After 172 years, George Wombwell’s visit to Windsor Castle is to be celebrated at a family event day at the Castle! Queen Victoria’s Circus will be a true family affair, with circus acts and stuffed elephants and even a lion tamer!

Date: Saturday, 14th September 2019

reproduced by kind permission of the copyright owner, 2019

A storyteller wil relive, on the very spot, the menagerie’s visit during 1847. Lots of events and children can also join the circus for a day! I trust you know somebody that might want to attend, especially if they have never been to Windsor Castle. It’s all included in the standard price tickets.

A programme is being produced which includes the above image. I have permission to reproduce it here. It is a very rare image of the day at Windsor Castle in 1847. I’ve only ever seen one in many years of searching for it.
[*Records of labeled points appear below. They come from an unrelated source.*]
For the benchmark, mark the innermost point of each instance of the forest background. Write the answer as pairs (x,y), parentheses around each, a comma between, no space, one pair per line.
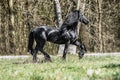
(19,17)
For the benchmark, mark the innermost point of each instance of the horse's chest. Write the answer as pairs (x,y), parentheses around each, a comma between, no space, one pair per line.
(71,35)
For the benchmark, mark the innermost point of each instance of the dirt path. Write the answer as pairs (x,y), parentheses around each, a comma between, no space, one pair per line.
(88,54)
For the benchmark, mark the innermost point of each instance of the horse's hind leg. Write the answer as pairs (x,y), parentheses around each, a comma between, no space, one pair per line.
(82,47)
(35,53)
(41,46)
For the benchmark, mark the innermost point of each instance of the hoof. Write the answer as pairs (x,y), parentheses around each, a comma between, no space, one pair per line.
(48,60)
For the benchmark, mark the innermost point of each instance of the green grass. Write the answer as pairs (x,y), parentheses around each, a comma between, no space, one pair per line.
(88,68)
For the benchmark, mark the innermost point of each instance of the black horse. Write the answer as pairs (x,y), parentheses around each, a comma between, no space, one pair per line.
(66,34)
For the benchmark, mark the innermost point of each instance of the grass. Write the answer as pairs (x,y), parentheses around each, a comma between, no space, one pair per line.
(88,68)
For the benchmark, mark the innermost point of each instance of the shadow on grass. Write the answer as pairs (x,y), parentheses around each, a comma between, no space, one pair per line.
(28,61)
(116,74)
(112,65)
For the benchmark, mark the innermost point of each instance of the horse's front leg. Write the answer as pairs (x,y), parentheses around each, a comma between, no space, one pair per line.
(65,50)
(82,48)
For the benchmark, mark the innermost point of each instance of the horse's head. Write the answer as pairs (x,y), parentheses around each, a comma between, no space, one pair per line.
(82,17)
(76,16)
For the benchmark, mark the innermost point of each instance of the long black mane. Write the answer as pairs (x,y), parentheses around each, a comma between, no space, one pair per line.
(66,34)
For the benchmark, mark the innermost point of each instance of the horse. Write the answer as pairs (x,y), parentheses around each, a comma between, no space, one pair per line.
(66,34)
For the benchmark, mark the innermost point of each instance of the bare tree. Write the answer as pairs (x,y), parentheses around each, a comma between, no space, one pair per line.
(99,24)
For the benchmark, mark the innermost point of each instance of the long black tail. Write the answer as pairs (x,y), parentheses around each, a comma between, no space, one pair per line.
(30,42)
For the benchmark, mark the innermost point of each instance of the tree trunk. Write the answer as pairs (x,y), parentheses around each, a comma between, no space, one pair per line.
(99,24)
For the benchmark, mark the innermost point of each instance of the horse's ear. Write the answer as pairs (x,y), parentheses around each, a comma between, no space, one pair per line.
(71,18)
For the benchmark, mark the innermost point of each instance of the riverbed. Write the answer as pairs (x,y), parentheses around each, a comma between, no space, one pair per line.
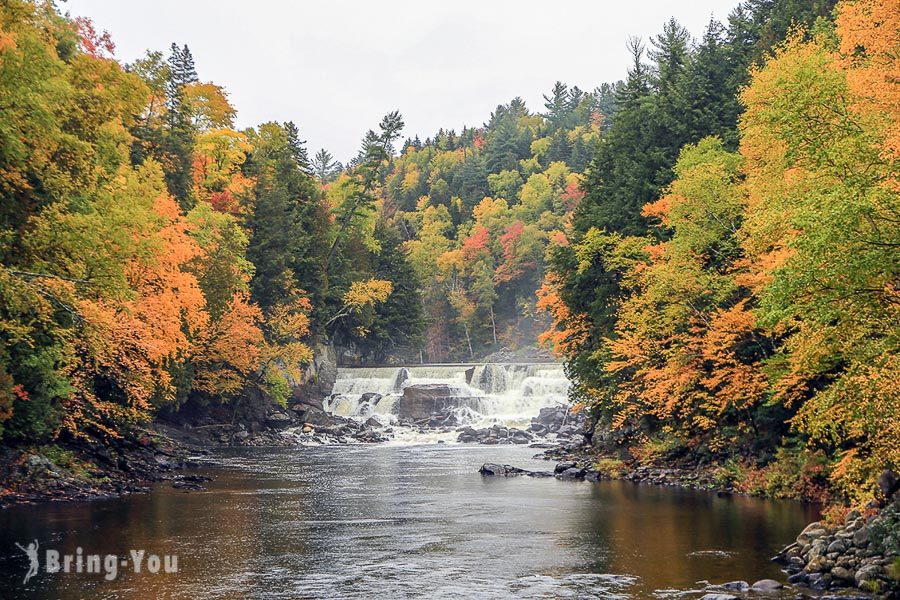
(402,521)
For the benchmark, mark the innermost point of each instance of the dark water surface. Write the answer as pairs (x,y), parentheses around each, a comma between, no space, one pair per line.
(402,522)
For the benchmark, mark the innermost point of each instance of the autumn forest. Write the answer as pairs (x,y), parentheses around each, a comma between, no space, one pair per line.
(710,244)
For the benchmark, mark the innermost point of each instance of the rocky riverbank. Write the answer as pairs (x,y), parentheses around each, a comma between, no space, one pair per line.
(860,558)
(863,552)
(89,471)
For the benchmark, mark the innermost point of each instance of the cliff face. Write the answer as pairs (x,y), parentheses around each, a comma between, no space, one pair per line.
(319,375)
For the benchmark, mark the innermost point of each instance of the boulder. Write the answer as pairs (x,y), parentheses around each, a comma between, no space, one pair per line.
(497,470)
(766,585)
(737,586)
(563,466)
(571,474)
(845,576)
(370,397)
(423,401)
(315,416)
(399,379)
(278,419)
(861,537)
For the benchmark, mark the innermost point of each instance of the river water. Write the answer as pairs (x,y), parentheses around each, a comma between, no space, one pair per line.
(401,520)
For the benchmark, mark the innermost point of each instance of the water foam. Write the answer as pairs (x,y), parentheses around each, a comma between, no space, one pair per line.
(510,394)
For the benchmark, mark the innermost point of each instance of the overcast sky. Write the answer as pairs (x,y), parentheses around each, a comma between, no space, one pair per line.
(335,67)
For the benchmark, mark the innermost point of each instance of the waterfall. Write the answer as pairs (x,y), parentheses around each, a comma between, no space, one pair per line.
(479,394)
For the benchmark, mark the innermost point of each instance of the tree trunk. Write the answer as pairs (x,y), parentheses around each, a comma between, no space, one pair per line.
(493,326)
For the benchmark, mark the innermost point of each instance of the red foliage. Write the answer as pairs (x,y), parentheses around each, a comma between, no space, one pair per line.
(476,243)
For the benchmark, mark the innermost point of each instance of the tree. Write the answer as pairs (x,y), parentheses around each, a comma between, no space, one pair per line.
(377,149)
(325,167)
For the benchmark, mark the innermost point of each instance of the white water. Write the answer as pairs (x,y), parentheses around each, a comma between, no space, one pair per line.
(509,394)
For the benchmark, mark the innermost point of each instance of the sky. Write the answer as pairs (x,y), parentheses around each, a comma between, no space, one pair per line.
(336,67)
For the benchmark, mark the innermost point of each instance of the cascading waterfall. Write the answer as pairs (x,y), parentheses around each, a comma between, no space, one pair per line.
(482,394)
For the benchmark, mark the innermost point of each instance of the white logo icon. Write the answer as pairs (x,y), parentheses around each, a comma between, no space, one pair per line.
(31,552)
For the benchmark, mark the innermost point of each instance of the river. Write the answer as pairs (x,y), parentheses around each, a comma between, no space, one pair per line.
(404,519)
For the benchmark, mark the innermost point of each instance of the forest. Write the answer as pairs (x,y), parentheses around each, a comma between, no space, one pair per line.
(710,244)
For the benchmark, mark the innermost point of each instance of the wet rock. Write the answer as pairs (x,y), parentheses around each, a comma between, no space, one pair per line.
(498,470)
(766,585)
(315,417)
(867,574)
(424,401)
(278,419)
(371,397)
(861,537)
(843,575)
(563,466)
(738,586)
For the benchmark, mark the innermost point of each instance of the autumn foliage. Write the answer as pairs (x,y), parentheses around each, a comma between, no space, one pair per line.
(763,309)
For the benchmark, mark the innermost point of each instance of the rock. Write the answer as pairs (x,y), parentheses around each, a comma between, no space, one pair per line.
(812,532)
(766,585)
(491,378)
(423,401)
(314,416)
(861,537)
(497,470)
(867,574)
(370,397)
(842,574)
(888,483)
(839,545)
(399,379)
(816,581)
(493,469)
(278,419)
(738,586)
(571,474)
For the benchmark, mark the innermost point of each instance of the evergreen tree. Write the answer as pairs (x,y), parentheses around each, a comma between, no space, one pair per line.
(178,140)
(287,222)
(558,105)
(324,166)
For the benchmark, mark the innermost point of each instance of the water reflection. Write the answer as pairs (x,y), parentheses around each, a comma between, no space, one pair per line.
(416,521)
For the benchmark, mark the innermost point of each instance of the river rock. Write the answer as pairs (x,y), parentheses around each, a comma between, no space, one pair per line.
(766,585)
(424,401)
(498,470)
(278,419)
(314,416)
(843,575)
(571,474)
(370,397)
(737,586)
(861,537)
(491,378)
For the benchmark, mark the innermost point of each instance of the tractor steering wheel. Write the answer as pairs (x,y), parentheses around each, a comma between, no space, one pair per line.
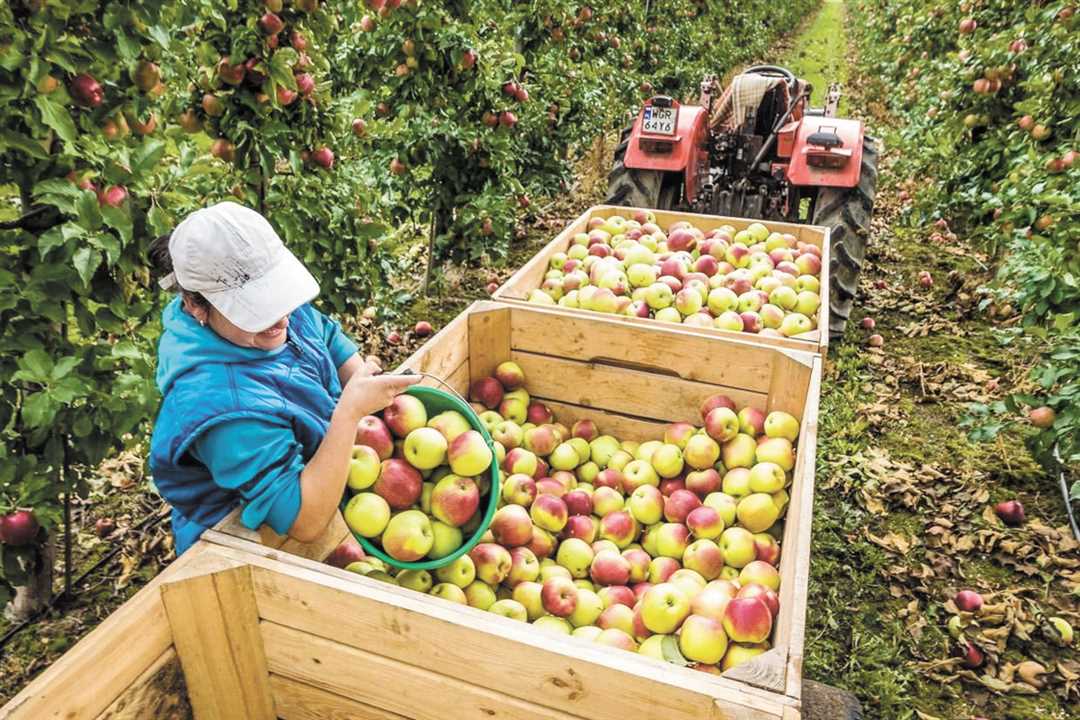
(774,70)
I think George Wombwell would appreciate the involvement of children as it was his wish to let everyone see the beasts of the wild, no matter how poor they were at the time. There are many instances of newspaper reports of George allowing whole school classes in to see the menagerie for free.

The website is here

Oxford Dictionary of National Biogrpahy

I received a reply to my campaign to get the Dictionary upated, in view of the recently released biography (Vols I and II). It is reproduced here. At last,I feel we are getting the nation to change their view on George Wombwell’s life. Of course, I have no way of knowing when and ‘if’ the Dictionary will be updated. You can be assured that I will continue the campaign if they do not take into account the contents of the premier biography of George Wombwell, celebrated Menagerist.